Workload identity and custom vault policy

Hi.
Just reading the new workload identify features in Nomad 1.7. While it seems interesting, it also seems far more complicated to manage than the old way. So it’s a bit sad to see it deprecated and planned to be removed in Nomad 1.9 :frowning:

The doc about how the workload identity is still a bit unclear. We can define templated vault policy all workload will inherit, like

path "secret/data/{{identity.entity.aliases.auth_jwt_3a9350fe.metadata.nomad_namespace}}/{{identity.entity.aliases.auth_jwt_3a9350fe.metadata.nomad_job_id}}/*" {
  capabilities = ["read"]
}

(BTW, this is already a pain to manage automatically as we have to lookup the accessor ID of the JWT auth before writing the policy template). But, how to grant additional, custom vault policy to a specific task in a job ?

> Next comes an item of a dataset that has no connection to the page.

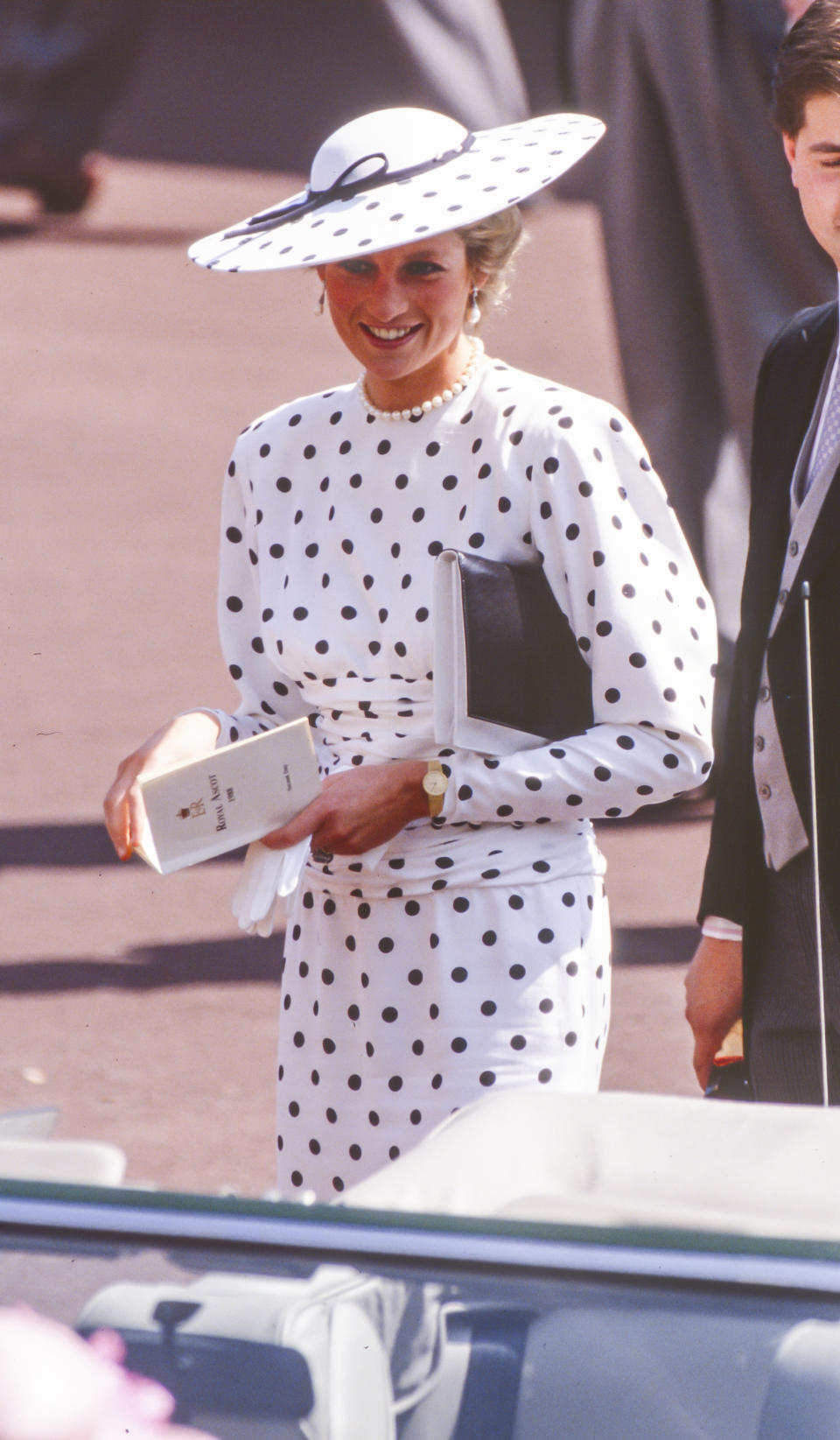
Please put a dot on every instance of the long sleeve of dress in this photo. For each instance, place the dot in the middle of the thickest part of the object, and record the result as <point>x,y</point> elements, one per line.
<point>625,576</point>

But, how to grant additional, custom vault policy to a specific task in a job ?

Hi @dbd! The way to solve this is to use a different vault.role for the jobs that need to use a different set of policies. Otherwise it’ll use the default_role from the auth method.

So, for every job, I’d now need to create my custom vault policy (as before), but also a new token role to map this policy ? This looks like a huge usability regression (or maybe I misunderstood)

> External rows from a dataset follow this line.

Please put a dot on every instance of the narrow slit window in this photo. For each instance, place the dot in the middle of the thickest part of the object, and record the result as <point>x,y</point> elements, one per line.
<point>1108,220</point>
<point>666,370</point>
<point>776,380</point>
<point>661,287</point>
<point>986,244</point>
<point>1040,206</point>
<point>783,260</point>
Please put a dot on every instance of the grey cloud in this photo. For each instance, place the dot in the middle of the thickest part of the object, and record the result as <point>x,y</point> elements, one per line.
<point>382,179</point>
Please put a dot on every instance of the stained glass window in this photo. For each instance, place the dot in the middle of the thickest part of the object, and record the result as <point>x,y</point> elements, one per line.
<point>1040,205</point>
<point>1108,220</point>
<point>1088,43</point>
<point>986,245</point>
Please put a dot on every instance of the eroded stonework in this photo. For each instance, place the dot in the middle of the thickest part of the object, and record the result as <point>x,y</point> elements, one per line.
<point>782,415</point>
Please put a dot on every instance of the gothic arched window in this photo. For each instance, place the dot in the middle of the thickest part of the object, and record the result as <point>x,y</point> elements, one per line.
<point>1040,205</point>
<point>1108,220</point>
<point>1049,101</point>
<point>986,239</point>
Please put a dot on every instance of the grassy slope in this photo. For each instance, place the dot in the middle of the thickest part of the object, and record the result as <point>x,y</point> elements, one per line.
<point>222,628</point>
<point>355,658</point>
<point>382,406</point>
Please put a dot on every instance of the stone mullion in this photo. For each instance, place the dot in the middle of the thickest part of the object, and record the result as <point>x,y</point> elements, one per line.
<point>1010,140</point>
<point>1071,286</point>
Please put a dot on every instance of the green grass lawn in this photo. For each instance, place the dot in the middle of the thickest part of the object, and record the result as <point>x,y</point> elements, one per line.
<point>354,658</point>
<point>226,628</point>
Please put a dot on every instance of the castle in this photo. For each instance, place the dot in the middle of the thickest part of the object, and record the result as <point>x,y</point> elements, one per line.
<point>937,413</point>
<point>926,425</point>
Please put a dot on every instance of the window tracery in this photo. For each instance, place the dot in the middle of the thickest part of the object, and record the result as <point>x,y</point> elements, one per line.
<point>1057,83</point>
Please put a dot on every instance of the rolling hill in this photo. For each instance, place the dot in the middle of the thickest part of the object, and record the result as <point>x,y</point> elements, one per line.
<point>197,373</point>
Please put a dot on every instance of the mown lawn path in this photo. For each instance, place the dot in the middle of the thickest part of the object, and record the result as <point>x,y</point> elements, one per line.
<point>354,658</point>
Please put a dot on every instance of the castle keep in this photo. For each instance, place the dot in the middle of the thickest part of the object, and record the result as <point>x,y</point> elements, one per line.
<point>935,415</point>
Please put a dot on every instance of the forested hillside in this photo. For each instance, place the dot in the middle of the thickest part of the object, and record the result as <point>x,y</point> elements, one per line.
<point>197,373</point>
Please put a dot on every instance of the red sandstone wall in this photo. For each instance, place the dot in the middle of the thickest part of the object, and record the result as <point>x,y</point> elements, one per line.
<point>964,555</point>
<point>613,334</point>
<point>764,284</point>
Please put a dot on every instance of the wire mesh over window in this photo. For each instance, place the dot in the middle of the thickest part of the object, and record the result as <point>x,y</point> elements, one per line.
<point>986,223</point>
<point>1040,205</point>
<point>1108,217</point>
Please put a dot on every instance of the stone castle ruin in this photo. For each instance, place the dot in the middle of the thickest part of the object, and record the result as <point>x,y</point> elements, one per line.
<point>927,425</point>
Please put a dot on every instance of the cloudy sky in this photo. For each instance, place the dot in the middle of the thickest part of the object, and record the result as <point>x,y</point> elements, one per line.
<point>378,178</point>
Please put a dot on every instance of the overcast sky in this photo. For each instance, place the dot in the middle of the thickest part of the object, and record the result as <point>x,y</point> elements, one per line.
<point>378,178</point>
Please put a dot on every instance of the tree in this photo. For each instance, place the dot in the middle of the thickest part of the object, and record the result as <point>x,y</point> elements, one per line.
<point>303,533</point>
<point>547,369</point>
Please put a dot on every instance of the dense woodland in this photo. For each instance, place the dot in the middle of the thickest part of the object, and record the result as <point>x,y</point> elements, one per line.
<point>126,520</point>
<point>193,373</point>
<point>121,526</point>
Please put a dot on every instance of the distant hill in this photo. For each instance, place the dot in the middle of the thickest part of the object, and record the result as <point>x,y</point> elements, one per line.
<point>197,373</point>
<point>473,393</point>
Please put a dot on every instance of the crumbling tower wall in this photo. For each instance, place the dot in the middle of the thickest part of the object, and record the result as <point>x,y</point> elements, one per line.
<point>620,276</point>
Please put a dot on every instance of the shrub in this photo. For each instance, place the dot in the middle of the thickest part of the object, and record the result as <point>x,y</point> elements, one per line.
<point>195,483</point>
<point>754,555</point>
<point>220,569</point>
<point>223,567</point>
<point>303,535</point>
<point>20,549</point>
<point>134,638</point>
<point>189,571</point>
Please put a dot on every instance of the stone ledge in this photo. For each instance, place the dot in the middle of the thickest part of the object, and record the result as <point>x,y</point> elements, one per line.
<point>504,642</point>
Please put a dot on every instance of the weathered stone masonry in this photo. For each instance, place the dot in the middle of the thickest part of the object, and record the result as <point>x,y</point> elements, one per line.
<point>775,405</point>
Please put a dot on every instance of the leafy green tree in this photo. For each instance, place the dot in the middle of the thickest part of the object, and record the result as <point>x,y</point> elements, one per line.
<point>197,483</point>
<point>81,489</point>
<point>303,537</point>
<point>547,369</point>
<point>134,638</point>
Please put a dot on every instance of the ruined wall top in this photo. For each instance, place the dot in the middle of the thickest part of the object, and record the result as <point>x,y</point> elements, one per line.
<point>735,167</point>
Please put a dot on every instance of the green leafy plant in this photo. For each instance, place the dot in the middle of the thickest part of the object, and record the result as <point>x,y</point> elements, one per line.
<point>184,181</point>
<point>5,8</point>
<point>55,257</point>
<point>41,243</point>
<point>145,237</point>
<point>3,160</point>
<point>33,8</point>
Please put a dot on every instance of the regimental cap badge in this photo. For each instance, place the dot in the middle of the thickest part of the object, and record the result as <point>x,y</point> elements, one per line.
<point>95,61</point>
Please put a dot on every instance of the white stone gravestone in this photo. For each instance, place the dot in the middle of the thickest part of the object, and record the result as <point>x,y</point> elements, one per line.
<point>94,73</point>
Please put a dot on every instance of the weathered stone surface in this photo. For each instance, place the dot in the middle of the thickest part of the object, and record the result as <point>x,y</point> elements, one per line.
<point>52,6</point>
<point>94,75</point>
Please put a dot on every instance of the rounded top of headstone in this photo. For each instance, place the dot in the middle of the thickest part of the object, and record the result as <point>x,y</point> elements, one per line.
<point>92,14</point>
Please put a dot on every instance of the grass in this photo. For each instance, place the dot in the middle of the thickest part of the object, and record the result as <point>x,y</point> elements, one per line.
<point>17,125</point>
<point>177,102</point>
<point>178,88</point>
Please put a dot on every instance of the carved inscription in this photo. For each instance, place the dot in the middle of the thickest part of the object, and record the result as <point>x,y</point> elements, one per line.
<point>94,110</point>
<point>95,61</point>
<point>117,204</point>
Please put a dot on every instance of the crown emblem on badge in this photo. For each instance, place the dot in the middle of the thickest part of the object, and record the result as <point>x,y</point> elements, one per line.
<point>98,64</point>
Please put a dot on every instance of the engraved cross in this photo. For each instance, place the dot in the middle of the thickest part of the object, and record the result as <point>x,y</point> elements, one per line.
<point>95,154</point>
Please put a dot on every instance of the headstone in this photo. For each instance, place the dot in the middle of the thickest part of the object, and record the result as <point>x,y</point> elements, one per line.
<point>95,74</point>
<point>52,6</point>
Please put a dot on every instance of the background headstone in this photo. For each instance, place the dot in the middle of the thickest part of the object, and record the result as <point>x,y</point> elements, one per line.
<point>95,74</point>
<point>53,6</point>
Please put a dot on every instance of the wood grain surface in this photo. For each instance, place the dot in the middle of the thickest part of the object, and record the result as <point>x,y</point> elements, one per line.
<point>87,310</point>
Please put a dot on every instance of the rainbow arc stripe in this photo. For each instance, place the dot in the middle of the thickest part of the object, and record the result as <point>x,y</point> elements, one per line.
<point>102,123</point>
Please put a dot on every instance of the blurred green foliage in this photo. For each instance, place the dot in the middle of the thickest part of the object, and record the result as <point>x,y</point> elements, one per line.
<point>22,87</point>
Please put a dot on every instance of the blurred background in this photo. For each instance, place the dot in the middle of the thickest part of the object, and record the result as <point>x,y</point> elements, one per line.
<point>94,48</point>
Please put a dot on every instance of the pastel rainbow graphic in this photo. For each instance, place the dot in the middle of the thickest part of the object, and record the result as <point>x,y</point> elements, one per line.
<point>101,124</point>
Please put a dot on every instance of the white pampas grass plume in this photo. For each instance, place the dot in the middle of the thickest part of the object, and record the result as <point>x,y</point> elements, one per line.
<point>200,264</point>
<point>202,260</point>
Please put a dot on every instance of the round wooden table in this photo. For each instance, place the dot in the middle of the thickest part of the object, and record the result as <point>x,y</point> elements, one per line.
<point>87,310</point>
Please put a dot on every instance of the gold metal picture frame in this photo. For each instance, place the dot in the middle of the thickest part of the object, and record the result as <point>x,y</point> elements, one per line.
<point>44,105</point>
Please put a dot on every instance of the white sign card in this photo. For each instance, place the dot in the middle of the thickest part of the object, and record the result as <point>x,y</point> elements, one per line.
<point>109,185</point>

@dbd thanks for the quick feedback.

We’re broadly committed to this direction to reduce the overhead and security risk around manual/static token management, but we do want to ensure that by the time people have to adopt this its a better UX.

Two things that we could use some feedback on (from anybody reading this not just @dbd )

  • How far can you get with Templated Policies? If you can have a single role attached to one of these (or a few pre-created roles), then ideally you don’t even have to go and create new policies for new jobs. - I realize this probably forces you to impose a more rigid structure on secrets paths. Is that a deal breaker?
  • How painful is role creation when you can’t use an existing templated policy/role? It sounds like this answer is “pretty painful” in your case?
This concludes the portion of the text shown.